Markets are moved by their largest participants - I believe this is the single most important principle in short-term trading. Accordingly, I track the presence of large traders by determining how much volume is in the market and how that compares to average. Because volume correlates very highly with volatility, the market's relative volume helps you determine the amount of movement likely at any given time frame--and it helps you handicap the odds of trending vs. remaining slow and range bound.
Short Term stock picking is no rocket science, but rather a visual interpretation of technical charts. A basic moving average on a time frame chart will show the direction of the securities movement.
Moving averages is a mathematical results calculated by averaging a number of past data points. Moving averages (MA) in it's basic form is calculated by taking the arithmetic mean of a given set of values on a rolling window of timeframe. Once the value of MA has been calculated, they are plotted onto a chart and then connected to create a moving average line. Typical moving averages used for short term trading are 50 MA and 100 MA.
Types of Moving Averages
1) Simple Moving Average (SMA)
SMA is calculated by taking the arithmetic mean of a given set of values on a rolling window of timeframe. The usefulness of the SMA is limited because each point in the data series is weighted the same, regardless of where it occurs in the sequence. Critics argue that the most recent data is more significant than the older data and should have a greater influence on the final result.
2) Exponential Moving Average (EMA)
EMA overcomes the limits of SMA, where more weight is given to the recent prices in an attempt to make it more responsive to new information. When calculating the first point of the EMA, we may notice that there is no value available to use as the previous EMA. This small problem can be solved by starting the calculation with a simple moving average and continuing on with calculating the EMA.
The primary functions of a moving average is to identify trends and reversals, measure the strength of an asset's momentum and determine potential areas where an asset will find support or resistance. Moving averages are lagging indicator, which means they do not predict new trend, but confirm trends once they have been established.
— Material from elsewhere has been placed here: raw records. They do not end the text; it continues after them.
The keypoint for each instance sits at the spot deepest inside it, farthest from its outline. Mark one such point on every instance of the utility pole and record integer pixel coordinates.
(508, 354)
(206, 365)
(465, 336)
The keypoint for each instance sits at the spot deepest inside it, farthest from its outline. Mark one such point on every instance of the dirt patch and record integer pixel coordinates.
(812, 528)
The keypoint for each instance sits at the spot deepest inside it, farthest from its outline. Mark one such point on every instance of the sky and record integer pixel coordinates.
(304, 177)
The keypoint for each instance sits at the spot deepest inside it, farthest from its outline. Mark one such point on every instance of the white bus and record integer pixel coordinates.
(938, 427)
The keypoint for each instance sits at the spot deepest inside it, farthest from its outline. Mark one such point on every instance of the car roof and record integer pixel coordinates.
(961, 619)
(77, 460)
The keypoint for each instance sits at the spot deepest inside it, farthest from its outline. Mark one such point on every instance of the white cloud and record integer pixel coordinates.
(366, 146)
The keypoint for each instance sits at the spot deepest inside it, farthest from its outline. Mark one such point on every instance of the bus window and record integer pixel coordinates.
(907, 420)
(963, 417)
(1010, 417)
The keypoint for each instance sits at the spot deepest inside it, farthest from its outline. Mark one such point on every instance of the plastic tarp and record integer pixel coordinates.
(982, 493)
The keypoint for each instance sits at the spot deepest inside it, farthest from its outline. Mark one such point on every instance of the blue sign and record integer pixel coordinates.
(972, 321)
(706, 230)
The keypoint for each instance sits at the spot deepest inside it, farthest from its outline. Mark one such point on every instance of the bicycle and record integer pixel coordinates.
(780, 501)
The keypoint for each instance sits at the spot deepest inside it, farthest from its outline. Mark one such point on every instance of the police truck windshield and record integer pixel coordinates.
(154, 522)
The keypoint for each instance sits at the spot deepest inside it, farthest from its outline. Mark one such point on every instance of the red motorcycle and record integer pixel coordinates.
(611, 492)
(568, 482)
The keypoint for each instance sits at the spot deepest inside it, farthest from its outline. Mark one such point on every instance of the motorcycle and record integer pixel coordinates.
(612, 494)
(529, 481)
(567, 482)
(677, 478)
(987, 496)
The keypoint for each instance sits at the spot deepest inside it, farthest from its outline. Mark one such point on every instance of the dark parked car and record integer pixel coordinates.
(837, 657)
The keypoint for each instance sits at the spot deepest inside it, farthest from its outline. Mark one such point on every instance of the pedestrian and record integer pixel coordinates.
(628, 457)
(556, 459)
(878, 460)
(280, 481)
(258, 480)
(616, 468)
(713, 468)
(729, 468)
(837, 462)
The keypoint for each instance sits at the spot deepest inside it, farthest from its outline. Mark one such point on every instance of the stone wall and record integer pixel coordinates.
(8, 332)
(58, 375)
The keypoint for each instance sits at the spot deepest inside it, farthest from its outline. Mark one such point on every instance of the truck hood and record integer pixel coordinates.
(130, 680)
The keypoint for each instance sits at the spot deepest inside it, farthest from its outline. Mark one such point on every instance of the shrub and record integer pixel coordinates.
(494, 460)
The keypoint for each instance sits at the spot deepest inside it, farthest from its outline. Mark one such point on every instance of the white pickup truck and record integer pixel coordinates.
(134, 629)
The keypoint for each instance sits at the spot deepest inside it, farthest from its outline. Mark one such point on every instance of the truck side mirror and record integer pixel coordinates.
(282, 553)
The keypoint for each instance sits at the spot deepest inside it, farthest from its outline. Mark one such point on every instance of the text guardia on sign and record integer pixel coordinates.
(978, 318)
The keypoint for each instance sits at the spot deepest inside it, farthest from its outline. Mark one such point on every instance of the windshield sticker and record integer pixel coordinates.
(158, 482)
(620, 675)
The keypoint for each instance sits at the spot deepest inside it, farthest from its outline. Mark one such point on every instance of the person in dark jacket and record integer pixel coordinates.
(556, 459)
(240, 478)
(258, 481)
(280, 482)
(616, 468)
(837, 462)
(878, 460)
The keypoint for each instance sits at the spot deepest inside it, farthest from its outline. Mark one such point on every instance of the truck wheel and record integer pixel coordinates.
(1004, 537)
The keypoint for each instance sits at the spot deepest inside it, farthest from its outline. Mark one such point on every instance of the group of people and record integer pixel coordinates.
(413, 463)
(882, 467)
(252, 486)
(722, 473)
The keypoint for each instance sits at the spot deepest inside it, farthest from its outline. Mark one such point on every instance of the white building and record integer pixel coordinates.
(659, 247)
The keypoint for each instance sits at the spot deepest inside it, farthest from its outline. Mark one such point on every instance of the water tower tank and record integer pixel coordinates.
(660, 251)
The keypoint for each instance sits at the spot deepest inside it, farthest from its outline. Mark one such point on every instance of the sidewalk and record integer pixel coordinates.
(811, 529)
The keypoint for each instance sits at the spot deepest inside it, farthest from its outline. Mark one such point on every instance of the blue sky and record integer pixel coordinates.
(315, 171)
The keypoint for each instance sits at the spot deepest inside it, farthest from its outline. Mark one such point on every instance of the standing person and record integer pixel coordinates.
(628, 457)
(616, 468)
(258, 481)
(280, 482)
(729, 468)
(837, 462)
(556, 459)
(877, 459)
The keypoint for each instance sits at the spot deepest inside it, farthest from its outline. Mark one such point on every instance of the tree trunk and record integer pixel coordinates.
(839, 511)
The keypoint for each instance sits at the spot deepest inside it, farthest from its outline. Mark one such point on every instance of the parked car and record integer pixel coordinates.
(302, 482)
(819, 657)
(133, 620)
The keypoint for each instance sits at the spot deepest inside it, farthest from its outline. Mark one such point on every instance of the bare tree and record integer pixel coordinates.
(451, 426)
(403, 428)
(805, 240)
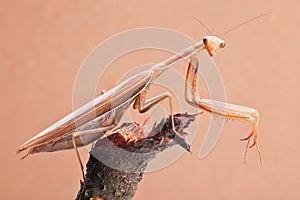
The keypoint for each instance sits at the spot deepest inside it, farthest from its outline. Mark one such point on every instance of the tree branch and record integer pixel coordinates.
(118, 161)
A stock is deemed to be in an uptrend when the price is above a moving average and the average is sloping upward. Conversely, a trader will use a price below a downward sloping average to confirm a downtrend. Many traders will only consider holding a long position in an asset when the price is trading above a moving average.
In general, short-term momentum can be gauged by looking at moving averages that focus on time periods of 50 days or less. Looking at moving averages that are created with a period of 50 to 100 days is generally regarded as a good measure of medium-term momentum. Finally, any moving average that uses 100 days or more in the calculation can be used as a measure of long-term momentum.
Support, resistence and stoploss can be infered by referring the closet MA below or above the market price. The other factor that is used in short term momentum is the trading volume. The moving averages along with the trading volume can provide a better insight to short term movement.
Markets are moved by their largest participants - I believe this is the single most important principle in short-term trading. Accordingly, I track the presence of large traders by determining how much volume is in the market and how that compares to average. Because volume correlates very highly with volatility, the market's relative volume helps you determine the amount of movement likely at any given time frame--and it helps you handicap the odds of trending vs. remaining slow and range bound.